14 Juli 2026•Update: 14 Juli 2026
Juru bicara militer Iran Mohammad Akraminia mengatakan penghormatan terhadap hak-hak rakyat Iran merupakan satu-satunya jalan untuk memulihkan kembali pelayaran di jalur strategis tersebut.
Menurut televisi pemerintah Iran, Akraminia pada Selasa mengatakan, "Selat Hormuz tidak akan pernah dibuka kembali melalui serangan Amerika Serikat, perang, ataupun kejahatan.
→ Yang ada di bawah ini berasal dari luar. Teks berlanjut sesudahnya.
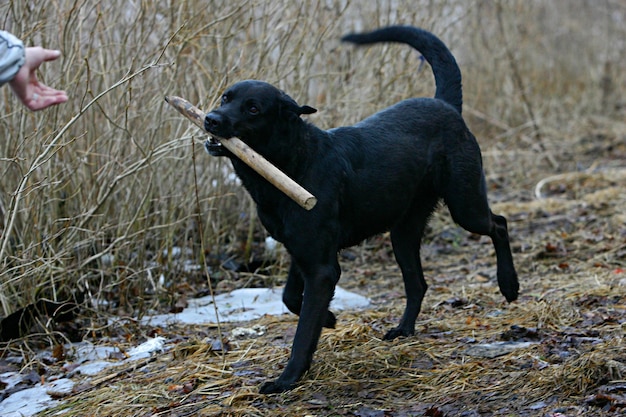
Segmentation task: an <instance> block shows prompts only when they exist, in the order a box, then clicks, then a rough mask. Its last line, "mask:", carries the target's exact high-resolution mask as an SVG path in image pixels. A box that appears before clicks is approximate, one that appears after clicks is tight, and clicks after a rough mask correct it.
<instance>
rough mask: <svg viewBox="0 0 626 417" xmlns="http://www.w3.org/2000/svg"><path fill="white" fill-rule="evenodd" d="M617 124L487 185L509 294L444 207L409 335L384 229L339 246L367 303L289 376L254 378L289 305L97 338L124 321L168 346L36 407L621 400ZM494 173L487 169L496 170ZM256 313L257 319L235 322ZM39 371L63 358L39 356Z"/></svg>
mask: <svg viewBox="0 0 626 417" xmlns="http://www.w3.org/2000/svg"><path fill="white" fill-rule="evenodd" d="M624 138H625V136H624V134H623V132H622V133H620V134H617V135H613V136H610V137H609V138H608V139H607V138H605V139H604V140H603V141H602V140H600V141H594V140H592V141H589V140H588V138H587V139H584V138H581V140H580V141H579V142H578V143H577V146H579V147H581V148H580V149H578V150H577V151H576V152H579V153H580V154H581V155H585V154H587V155H588V158H587V160H586V161H584V158H583V162H586V163H587V164H588V166H589V167H591V168H590V169H586V170H577V171H571V173H564V172H567V171H566V170H562V171H561V173H559V174H556V175H548V174H547V173H545V175H542V176H539V175H537V173H533V175H534V176H535V177H534V179H533V178H526V179H524V180H522V181H520V182H519V183H513V182H509V183H504V184H500V185H498V186H494V187H493V188H494V189H493V190H492V192H491V199H492V201H494V202H495V203H494V204H493V207H492V209H493V211H494V212H497V213H503V214H505V215H506V216H507V217H508V220H509V226H510V235H511V237H512V247H513V251H514V256H515V262H516V266H517V268H518V273H519V276H520V283H521V296H520V298H519V300H518V301H516V302H514V303H512V304H507V303H506V302H505V301H504V299H503V297H502V296H501V295H500V294H499V292H498V289H497V284H496V283H495V259H494V254H493V249H492V246H491V243H490V242H489V240H488V239H487V238H484V237H477V236H473V235H469V234H468V233H466V232H465V231H463V230H462V229H460V228H458V227H457V226H455V225H454V224H453V223H452V222H451V221H450V220H449V216H448V214H447V212H446V210H445V208H442V209H441V210H439V211H438V212H437V214H436V215H435V216H434V218H433V219H432V221H431V226H430V229H429V231H428V234H427V236H426V238H425V241H424V245H423V250H422V258H423V264H424V267H425V273H426V275H427V281H428V282H429V285H430V288H429V291H428V293H427V295H426V300H425V304H424V307H423V310H422V312H421V314H420V316H419V318H418V323H417V328H416V335H415V336H414V337H410V338H403V339H399V340H394V341H392V342H387V341H382V340H381V338H382V336H383V334H384V333H385V331H386V330H387V329H389V328H390V327H392V326H394V325H395V323H397V321H398V320H399V317H400V315H401V313H402V308H403V304H404V296H403V289H402V285H401V278H400V273H399V269H398V267H397V265H396V264H395V262H394V261H393V254H392V252H391V248H390V245H389V242H388V239H387V236H381V237H377V238H374V239H371V240H369V241H367V242H366V243H364V244H363V245H361V246H360V247H357V248H354V249H350V250H347V251H345V252H344V253H342V254H341V262H342V268H343V276H342V279H341V281H340V285H342V286H343V287H345V288H347V289H350V290H353V291H355V292H358V293H360V294H363V295H366V296H368V297H370V299H371V300H372V305H371V308H369V309H367V310H365V311H358V312H340V313H339V314H338V325H337V328H336V329H334V330H324V333H323V336H322V338H321V341H320V343H319V347H318V350H317V353H316V355H315V360H314V364H313V367H312V369H311V371H310V372H309V373H308V374H307V375H306V377H305V378H304V380H303V381H302V382H301V383H300V384H298V386H297V388H296V389H294V390H293V391H291V392H287V393H284V394H280V395H271V396H264V395H260V394H259V393H258V388H259V386H260V384H262V383H263V382H264V381H265V380H267V379H268V378H273V377H276V376H277V375H278V374H279V373H280V371H281V369H282V367H283V366H284V365H285V363H286V361H287V358H288V355H289V351H290V350H289V349H290V344H291V340H292V337H293V334H294V331H295V328H296V317H294V316H293V315H285V316H281V317H264V318H262V319H260V320H258V322H255V323H234V324H222V325H221V326H214V327H207V326H173V327H169V328H167V329H160V328H142V327H140V326H136V327H133V328H132V329H131V328H130V327H128V328H121V329H120V330H119V331H118V332H117V333H118V334H117V337H113V338H110V339H108V340H107V341H106V343H111V341H112V340H113V341H114V342H115V343H117V344H118V346H120V348H121V349H123V347H124V346H129V345H131V344H132V343H137V342H140V341H141V340H138V339H136V338H135V339H132V340H131V338H130V337H128V340H126V339H125V338H124V335H127V336H128V335H130V334H134V335H137V334H143V335H144V337H150V336H154V335H159V336H162V337H164V338H165V339H166V344H165V346H166V347H165V351H164V352H163V353H161V354H158V355H156V356H154V357H152V358H150V359H148V360H145V361H140V362H139V363H137V364H135V365H133V367H131V368H128V367H117V368H112V369H107V370H105V371H103V372H102V374H101V375H98V376H97V377H95V378H94V377H92V378H86V377H85V378H82V379H80V377H77V378H79V379H80V380H79V381H78V384H77V385H76V387H75V388H74V392H73V393H72V394H70V395H64V396H63V397H62V399H63V400H64V402H63V403H62V405H61V406H59V407H57V408H56V409H53V410H49V411H48V412H47V413H46V415H56V413H57V412H59V411H61V410H63V411H65V412H66V413H68V414H66V415H93V416H128V415H133V416H187V415H211V416H357V417H382V416H389V417H401V416H434V417H444V416H554V417H556V416H618V415H623V413H624V412H626V351H625V350H624V347H623V346H624V345H623V338H624V325H625V323H626V303H625V301H626V297H625V295H626V272H625V269H626V209H625V207H626V167H624V166H623V162H624V161H625V160H626V158H625V157H626V145H625V143H626V141H624ZM486 159H487V161H488V160H489V156H488V157H487V158H486ZM557 159H558V158H557ZM561 163H562V164H563V165H562V167H567V163H566V162H565V161H564V160H561ZM504 169H505V168H503V170H504ZM503 172H504V171H503ZM491 175H492V178H491V179H490V182H491V183H495V184H498V181H497V180H495V181H494V177H498V176H499V175H500V174H499V173H498V172H495V173H494V172H492V173H491ZM502 178H506V175H504V174H502ZM532 184H535V185H536V187H535V188H534V189H533V187H532V186H531V185H532ZM283 273H284V270H283ZM249 278H250V276H249V275H248V276H246V278H245V279H248V280H249ZM278 281H280V280H278ZM253 325H257V329H260V331H258V332H257V335H255V336H253V337H247V338H237V337H235V336H234V332H233V330H234V329H236V328H241V327H245V328H247V327H251V326H253ZM43 373H44V375H43V376H42V378H48V377H52V376H53V375H55V374H57V375H58V374H59V373H62V370H61V368H60V366H57V367H56V368H55V365H48V369H47V370H46V371H45V372H43Z"/></svg>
Satu-satunya cara untuk membukanya kembali adalah dengan menghormati hak-hak rakyat Iran."
Akraminia juga mengatakan Iran tetap berkomitmen membalas kematian Pemimpin Tertinggi sebelumnya Ali Khamenei serta seluruh korban yang tewas dalam perang.
Selat Hormuz masih menjadi pusat ketegangan
Selat Hormuz terus menjadi pusat ketegangan kawasan setelah konflik yang dilancarkan Amerika Serikat dan Israel terhadap Iran pada 28 Februari 2026.
Dalam beberapa hari terakhir, Amerika Serikat melancarkan serangan terhadap Iran dengan alasan sebagai respons atas serangan Iran terhadap kapal-kapal komersial yang melintasi Selat Hormuz.
Gencatan senjata kembali berakhir
Pada Juni 2026, Washington dan Teheran menandatangani nota kesepahaman yang mencakup gencatan senjata setelah dimediasi Qatar dan Pakistan sebagai bagian dari upaya mencapai kesepakatan permanen untuk mengakhiri perang.
Namun, Presiden Amerika Serikat Donald Trump pada 8 Juli mengumumkan bahwa gencatan senjata tersebut "telah berakhir" menyusul kembali meningkatnya eskalasi.